I started by creating ssh keys on machine A with:
ssh-keygen
In the usual way.
adding a user "tunnel" to the machine B acting as MyFW. The following commands were executed by another user with sudo.
useradd tunnel -m -d /home/tunnel -s /bin/true
The tunnel user does not have a password. I created a home dir because the above command does not.
mkdir /home/tunnel/.ssh
I created ssh keys for the user tunnel and put them in the /home/tunnel
dir
ssh-keygen
I manually copied the public key from the remote machine A to the /home/tunnel/.ssh/authorized_keys file in the MyFW machine B.

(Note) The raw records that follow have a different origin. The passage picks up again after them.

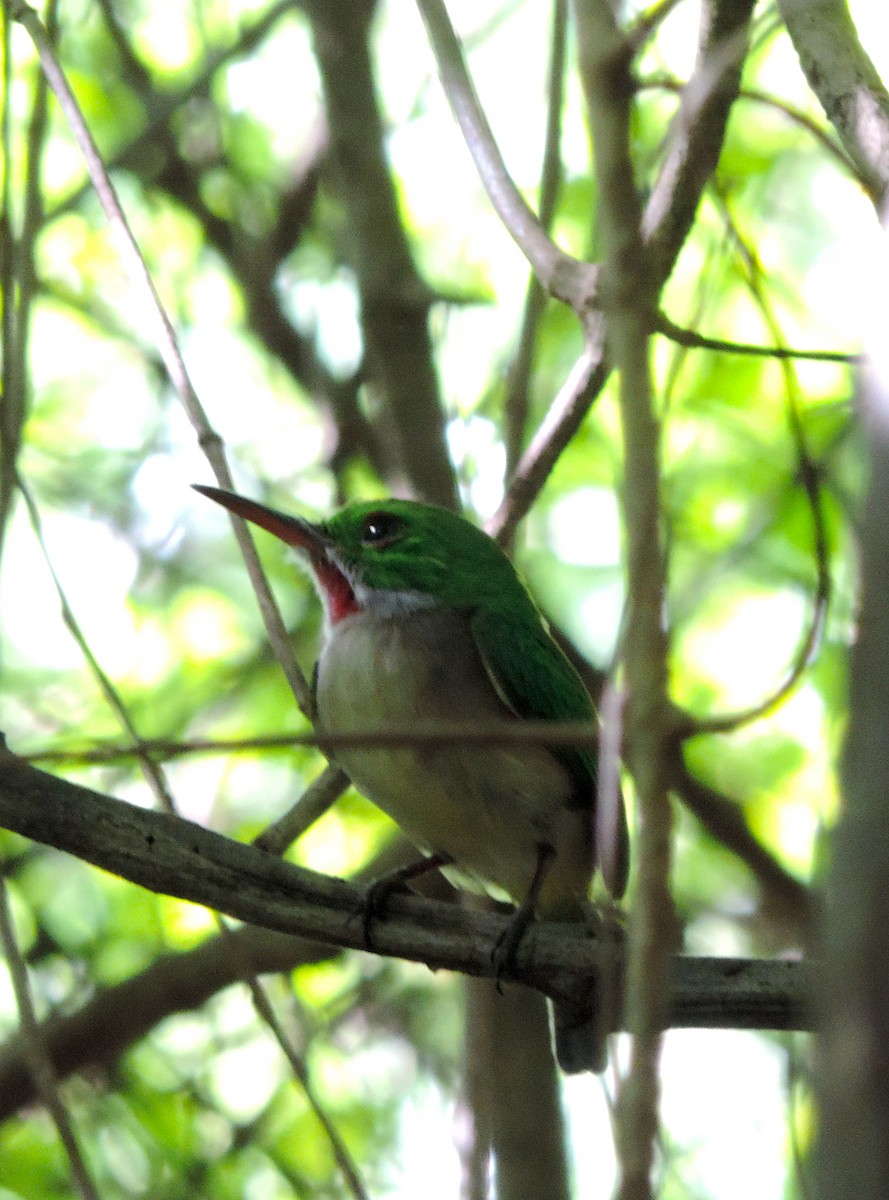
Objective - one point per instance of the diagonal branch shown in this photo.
(175, 857)
(847, 84)
(695, 144)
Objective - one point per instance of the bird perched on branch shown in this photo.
(426, 621)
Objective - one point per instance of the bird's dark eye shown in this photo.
(380, 529)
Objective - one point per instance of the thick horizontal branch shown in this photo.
(174, 857)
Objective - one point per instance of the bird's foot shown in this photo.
(503, 955)
(376, 899)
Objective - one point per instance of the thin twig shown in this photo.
(626, 291)
(691, 340)
(562, 275)
(36, 1050)
(168, 346)
(694, 149)
(516, 400)
(809, 478)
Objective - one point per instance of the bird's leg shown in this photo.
(373, 903)
(506, 945)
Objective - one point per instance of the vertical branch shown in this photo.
(628, 293)
(167, 343)
(853, 994)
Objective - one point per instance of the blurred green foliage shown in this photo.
(214, 139)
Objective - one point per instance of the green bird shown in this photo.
(426, 619)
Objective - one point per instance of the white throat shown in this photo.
(384, 604)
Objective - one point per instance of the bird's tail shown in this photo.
(580, 1035)
(583, 1020)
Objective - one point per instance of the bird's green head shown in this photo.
(391, 556)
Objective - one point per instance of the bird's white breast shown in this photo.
(487, 808)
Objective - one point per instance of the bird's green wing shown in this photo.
(535, 679)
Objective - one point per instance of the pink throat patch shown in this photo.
(340, 599)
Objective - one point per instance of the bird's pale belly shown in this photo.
(487, 808)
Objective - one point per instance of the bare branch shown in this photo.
(175, 857)
(167, 343)
(847, 84)
(35, 1053)
(562, 275)
(695, 144)
(395, 301)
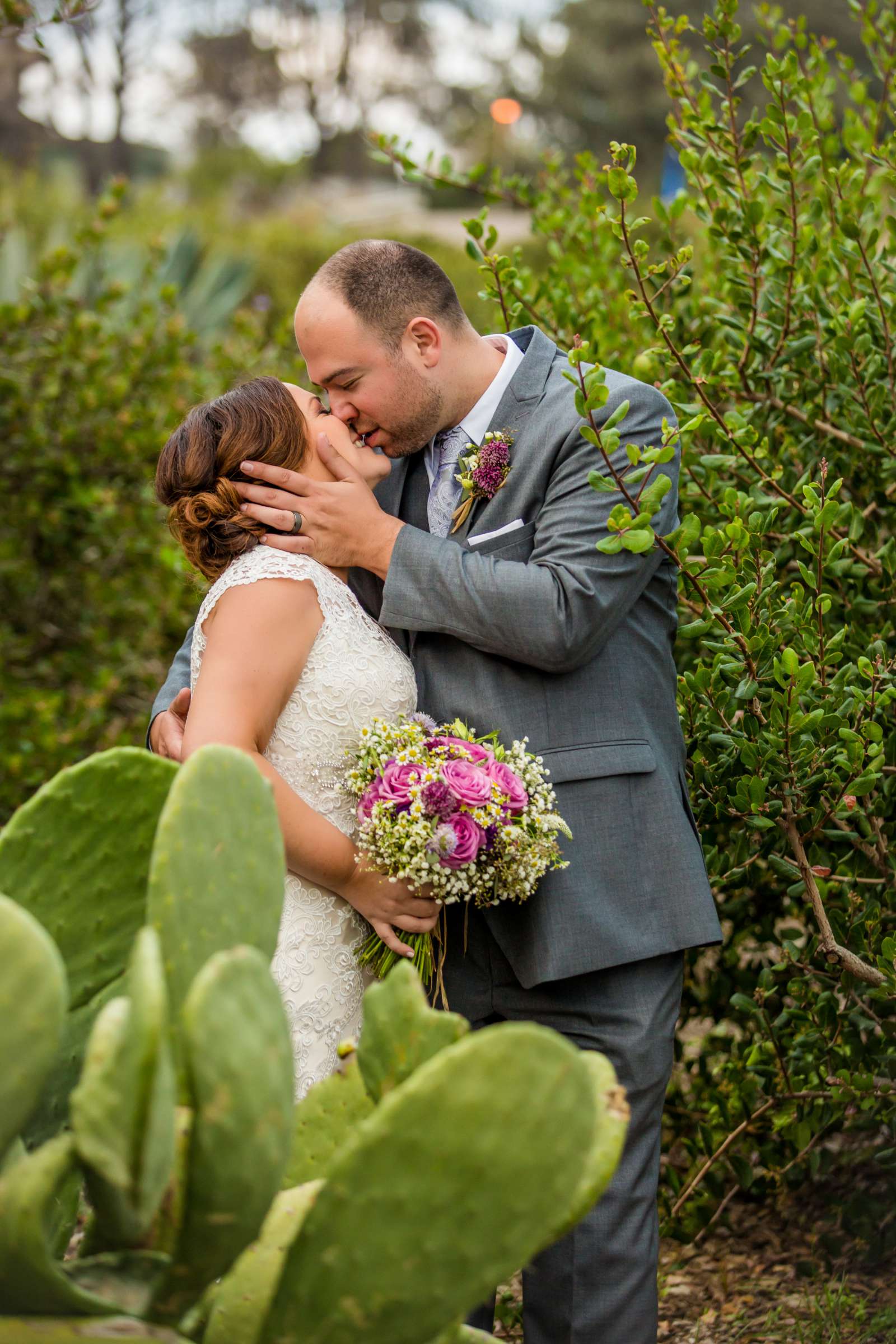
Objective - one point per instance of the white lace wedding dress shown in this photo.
(354, 674)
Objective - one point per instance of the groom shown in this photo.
(515, 622)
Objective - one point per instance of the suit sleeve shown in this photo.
(558, 609)
(176, 680)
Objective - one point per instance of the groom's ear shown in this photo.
(423, 342)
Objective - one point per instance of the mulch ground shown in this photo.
(765, 1277)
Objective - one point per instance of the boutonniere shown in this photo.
(483, 472)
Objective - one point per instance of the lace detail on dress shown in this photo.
(354, 674)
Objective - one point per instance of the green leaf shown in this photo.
(601, 483)
(618, 414)
(621, 186)
(638, 539)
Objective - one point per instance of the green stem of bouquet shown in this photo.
(379, 959)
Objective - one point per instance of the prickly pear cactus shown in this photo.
(170, 1218)
(32, 1011)
(217, 872)
(240, 1067)
(244, 1299)
(605, 1148)
(453, 1167)
(323, 1121)
(30, 1276)
(80, 1329)
(123, 1110)
(401, 1032)
(77, 855)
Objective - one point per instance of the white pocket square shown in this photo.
(499, 531)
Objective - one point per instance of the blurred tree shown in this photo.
(600, 78)
(319, 69)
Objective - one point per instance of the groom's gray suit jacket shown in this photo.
(538, 633)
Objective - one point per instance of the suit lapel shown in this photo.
(520, 397)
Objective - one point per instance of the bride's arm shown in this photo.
(257, 643)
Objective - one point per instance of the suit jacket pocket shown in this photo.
(597, 760)
(511, 546)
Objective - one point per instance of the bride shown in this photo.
(287, 666)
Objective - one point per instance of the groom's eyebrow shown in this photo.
(340, 373)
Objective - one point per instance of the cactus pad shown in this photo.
(52, 1112)
(29, 1273)
(606, 1144)
(217, 872)
(166, 1229)
(401, 1032)
(453, 1167)
(129, 1278)
(323, 1121)
(123, 1110)
(240, 1066)
(77, 855)
(244, 1299)
(32, 1011)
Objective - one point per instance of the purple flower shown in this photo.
(395, 783)
(488, 479)
(438, 800)
(510, 784)
(367, 800)
(494, 454)
(468, 783)
(461, 748)
(469, 839)
(442, 842)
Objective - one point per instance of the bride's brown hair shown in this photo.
(200, 463)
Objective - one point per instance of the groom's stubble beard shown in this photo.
(425, 412)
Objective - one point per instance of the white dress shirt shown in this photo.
(477, 421)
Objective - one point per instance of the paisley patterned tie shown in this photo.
(445, 489)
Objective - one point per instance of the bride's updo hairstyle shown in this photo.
(200, 463)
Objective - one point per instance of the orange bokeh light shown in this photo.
(506, 111)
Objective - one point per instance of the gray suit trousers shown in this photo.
(600, 1284)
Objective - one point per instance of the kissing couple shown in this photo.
(349, 581)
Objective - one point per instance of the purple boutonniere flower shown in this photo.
(483, 472)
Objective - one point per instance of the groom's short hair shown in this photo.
(386, 284)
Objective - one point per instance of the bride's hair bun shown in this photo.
(200, 463)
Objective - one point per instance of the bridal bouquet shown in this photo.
(464, 815)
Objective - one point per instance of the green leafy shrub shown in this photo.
(763, 304)
(93, 593)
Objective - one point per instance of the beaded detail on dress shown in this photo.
(354, 673)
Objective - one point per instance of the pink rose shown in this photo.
(469, 841)
(473, 750)
(367, 800)
(510, 784)
(468, 783)
(395, 783)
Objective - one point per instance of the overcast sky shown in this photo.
(463, 57)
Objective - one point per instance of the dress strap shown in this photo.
(265, 562)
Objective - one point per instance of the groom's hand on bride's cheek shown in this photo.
(343, 526)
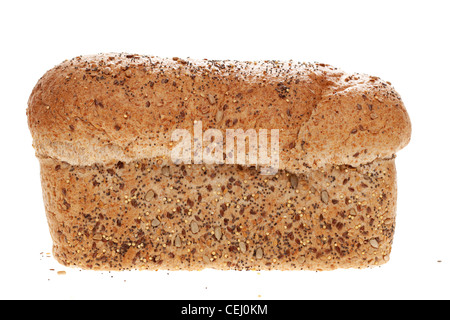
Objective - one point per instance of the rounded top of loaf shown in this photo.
(124, 107)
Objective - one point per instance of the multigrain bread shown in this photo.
(102, 126)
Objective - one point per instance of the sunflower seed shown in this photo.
(219, 116)
(374, 243)
(211, 99)
(194, 227)
(165, 171)
(259, 253)
(177, 241)
(149, 195)
(324, 196)
(204, 109)
(218, 233)
(293, 180)
(97, 237)
(243, 247)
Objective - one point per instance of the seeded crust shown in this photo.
(101, 128)
(191, 217)
(118, 107)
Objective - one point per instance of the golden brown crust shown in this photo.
(102, 125)
(134, 216)
(111, 107)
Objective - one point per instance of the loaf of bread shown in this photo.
(102, 129)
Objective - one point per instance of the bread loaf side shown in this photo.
(102, 128)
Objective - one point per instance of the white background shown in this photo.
(404, 42)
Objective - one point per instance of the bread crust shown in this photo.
(132, 216)
(120, 107)
(102, 126)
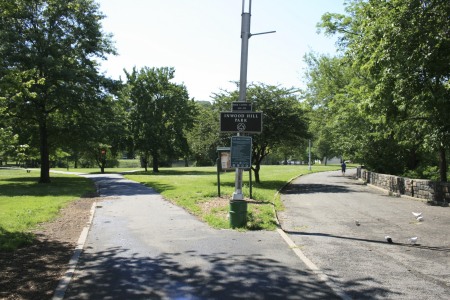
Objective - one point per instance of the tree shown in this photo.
(402, 46)
(204, 136)
(49, 65)
(161, 112)
(284, 120)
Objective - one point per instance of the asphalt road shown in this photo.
(142, 247)
(321, 217)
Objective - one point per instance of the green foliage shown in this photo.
(203, 138)
(49, 69)
(161, 112)
(196, 188)
(284, 119)
(391, 86)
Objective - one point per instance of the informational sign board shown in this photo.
(243, 122)
(241, 152)
(241, 106)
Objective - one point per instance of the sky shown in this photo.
(201, 40)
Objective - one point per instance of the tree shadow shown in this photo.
(33, 272)
(172, 172)
(314, 189)
(415, 246)
(117, 273)
(108, 186)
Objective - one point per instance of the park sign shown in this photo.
(241, 152)
(241, 106)
(242, 122)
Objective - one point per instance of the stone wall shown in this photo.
(436, 193)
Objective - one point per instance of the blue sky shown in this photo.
(201, 39)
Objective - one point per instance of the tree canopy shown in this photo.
(398, 54)
(49, 67)
(160, 114)
(284, 120)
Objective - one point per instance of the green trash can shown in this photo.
(238, 213)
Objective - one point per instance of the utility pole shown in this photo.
(237, 202)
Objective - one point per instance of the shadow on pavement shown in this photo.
(416, 246)
(314, 188)
(117, 273)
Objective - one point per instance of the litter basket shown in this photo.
(238, 213)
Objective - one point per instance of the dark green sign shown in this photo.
(241, 152)
(244, 122)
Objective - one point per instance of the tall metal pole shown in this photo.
(245, 35)
(309, 160)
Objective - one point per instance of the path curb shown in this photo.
(67, 277)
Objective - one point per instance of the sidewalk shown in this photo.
(142, 247)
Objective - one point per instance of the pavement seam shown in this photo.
(67, 277)
(322, 276)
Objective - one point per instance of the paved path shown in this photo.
(321, 214)
(142, 247)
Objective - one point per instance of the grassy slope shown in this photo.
(24, 202)
(195, 188)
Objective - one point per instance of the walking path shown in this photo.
(143, 247)
(332, 246)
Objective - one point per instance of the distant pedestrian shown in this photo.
(343, 167)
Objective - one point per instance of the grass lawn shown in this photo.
(195, 189)
(24, 202)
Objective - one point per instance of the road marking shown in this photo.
(67, 277)
(322, 276)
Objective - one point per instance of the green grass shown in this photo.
(196, 188)
(24, 202)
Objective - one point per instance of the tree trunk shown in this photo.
(442, 164)
(45, 159)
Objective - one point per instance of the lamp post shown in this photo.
(237, 203)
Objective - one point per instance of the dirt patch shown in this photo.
(214, 206)
(33, 272)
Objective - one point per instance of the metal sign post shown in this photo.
(236, 202)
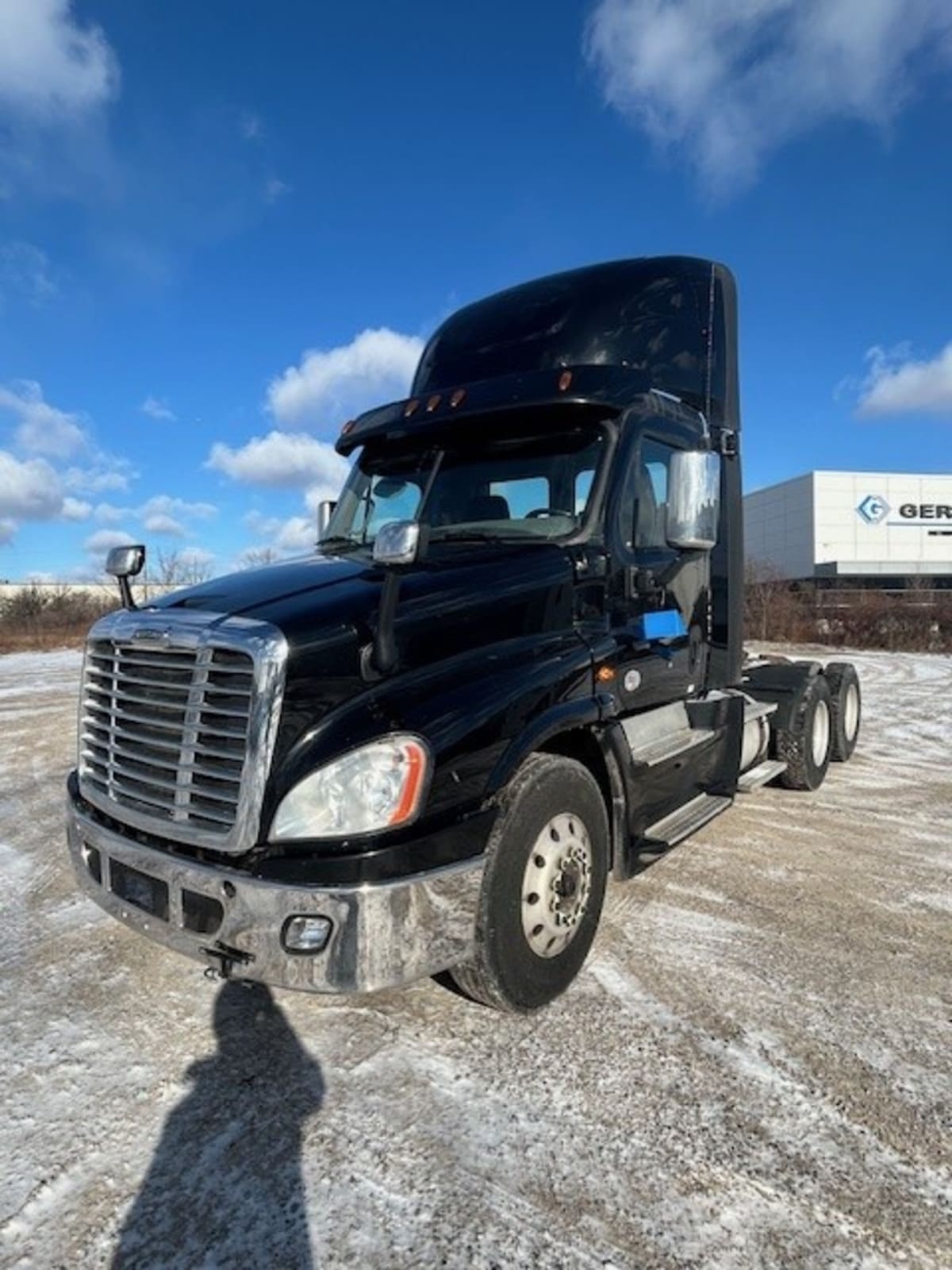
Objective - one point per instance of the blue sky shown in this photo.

I set the values in the ssh config files:
AllowTcpForwarding Yes
GatewayPorts yes
ExitOnForwardFailure=yes
The purpose of this was to create a user at the firewall, to create and link tunnels while blocking any access attempt by a hacker. There is nothing of value on the real remote Machine A so it wouldn't matter much if a hacker trashed it.
Testing
To test, I setup a local tunnel on the remote Machine A, then attempted to ssh from Machine A to MyFW.
This works for a normal 'user':
$ ssh -L 9022:localhost:222 user@172.30.21.157
$ ssh localhost -p 9022
As expected, the first command creates the tunnel. The 2nd command tunnels ssh to the CLI of the machine on the other end.
but this doesn't work for the restricted 'tunnel':
$ ssh -L 9222:localhost:222 tunnel@172.30.21.157
$ ssh localhost -p 9222
The CLI reports that the connection closes. There is nothing I can see in the syslog to show what the problem is.
Given that the tunnel user doesn't have a shell, should I expect a tunneled ssh to work?? As I write this I think maybe not. How should I test the tunnel?
Question
What am I doing wrong??
Can someone please try this out and post a set of working instructions or errors in mine.
How can a tunnel with a restricted user be tested?
EDIT
The user tunnel account was created without a password. This caused problems using ssh because the tunnel account was reported locked.
The fix for a locked account is at this link.
It seems that creating an account without a password, in an attempt to stop password hacking (can't hack a password if it doesn't exist), is a bad idea and weakens security.